В отличие от уничтоженного этажа, в ординаторской кое-что уцелело: пара стеклянных столиков, шкаф с запыленными полками, настенный календарь и даже вполне уютный матерчатый диванчик. К слову сказать, и плитка на стенах – довольно нарядная, с нежными, салатного цвета цветочками – тоже осталась в сохранности. Никто не пытался ее ободрать, никто не пачкал ее непристойными надписями. «Корона» была единственным граффити, украсившим ординаторскую, – величественная и впечатляющая, изображенная как раз на уровне человеческой головы.
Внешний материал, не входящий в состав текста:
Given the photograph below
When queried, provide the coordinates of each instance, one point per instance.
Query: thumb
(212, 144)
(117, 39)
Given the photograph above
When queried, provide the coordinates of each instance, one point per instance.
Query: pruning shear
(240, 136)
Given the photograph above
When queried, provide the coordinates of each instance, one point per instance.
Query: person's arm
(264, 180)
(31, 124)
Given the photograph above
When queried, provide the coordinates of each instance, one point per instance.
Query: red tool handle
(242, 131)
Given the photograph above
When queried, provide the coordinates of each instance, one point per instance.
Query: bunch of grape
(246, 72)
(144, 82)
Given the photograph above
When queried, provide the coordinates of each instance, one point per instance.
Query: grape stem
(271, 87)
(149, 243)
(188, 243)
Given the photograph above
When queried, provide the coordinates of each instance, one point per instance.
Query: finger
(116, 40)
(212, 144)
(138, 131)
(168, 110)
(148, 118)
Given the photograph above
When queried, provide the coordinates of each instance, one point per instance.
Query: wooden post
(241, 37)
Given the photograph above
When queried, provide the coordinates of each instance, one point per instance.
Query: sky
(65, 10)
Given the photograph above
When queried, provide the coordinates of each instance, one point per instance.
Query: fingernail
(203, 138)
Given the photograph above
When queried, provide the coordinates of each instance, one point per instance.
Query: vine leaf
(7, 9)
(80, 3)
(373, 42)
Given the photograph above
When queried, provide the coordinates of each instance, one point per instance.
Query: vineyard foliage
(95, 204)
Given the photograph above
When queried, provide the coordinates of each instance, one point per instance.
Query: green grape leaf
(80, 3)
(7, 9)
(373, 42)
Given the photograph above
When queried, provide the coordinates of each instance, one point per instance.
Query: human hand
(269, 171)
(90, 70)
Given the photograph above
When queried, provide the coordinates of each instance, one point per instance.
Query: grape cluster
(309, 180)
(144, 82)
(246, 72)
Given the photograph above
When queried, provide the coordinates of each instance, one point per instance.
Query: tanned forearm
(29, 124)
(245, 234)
Про «Корону», кстати, тоже много чего болтали – и про то, что она дает ответы на самые мучительные вопросы, и про то, что погружает в сон, стирая ненужные воспоминания, а кому-то, наоборот, возвращая память. Один чувачок писал в форуме, что, простояв под «Короной» с пяток минут, вспомнил свою прошлую жизнь: как был он не человеком, а каким-то ящероподобным зверем, как ломал папоротник и скакал по болотистым джунглям. Занятный такой был рассказ. Человек триста на него откликнулось с комментариями. И я не знала, верить или не верить. Потом сама раз двадцать собиралась с духом и вставала под «Корону», однако ничего особенного со мной не происходило. То ли не было у меня серьезных вопросов к ЗБ, то ли все мои воспоминания, добрые и не очень, должны были оставаться на своем положенном месте. Короче говоря, это было место, которое мне никак не удавалось оживить. А вот Лиза… Мне почему-то очень хотелось, чтобы у нее сегодня что-то получилось.
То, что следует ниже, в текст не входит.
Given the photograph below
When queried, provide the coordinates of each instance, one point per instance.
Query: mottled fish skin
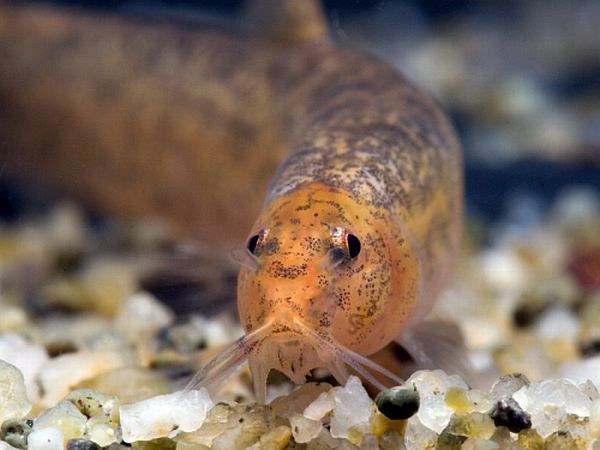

– Если встанешь сюда, будет считаться, что ты надела корону, – объяснила я. – И тогда самое заветное сбудется.
Лиза нахмурилась:
– Это точно?
Я пожала плечами:
– Так пишут в инете. Всё те же мифы и легенды древней Греции.
– А у тебя что-нибудь сбывалось?
Очень хотелось сказать «да», но, преодолев искушение, я честно помотала головой.
– Один только раз что-то было похожее. Меня собака тогда могла покусать, а я успела сюда заскочить. Ну а псина сорвалась в дыру и разбилась. – Рассказ мой прозвучал как-то очень уж буднично, и я торопливо продолжила: – Та псина бешеная была и наверняка бы меня цапнула. А еще я точно знаю, что это помещение должно было сгореть, но оно уцелело, понимаешь? Значит, есть какие-то силы, что могут влиять на здешние события.
– Может, и правда они есть. – Лиза шагнула к граффити, но остановилась. – А желания исполняются любые?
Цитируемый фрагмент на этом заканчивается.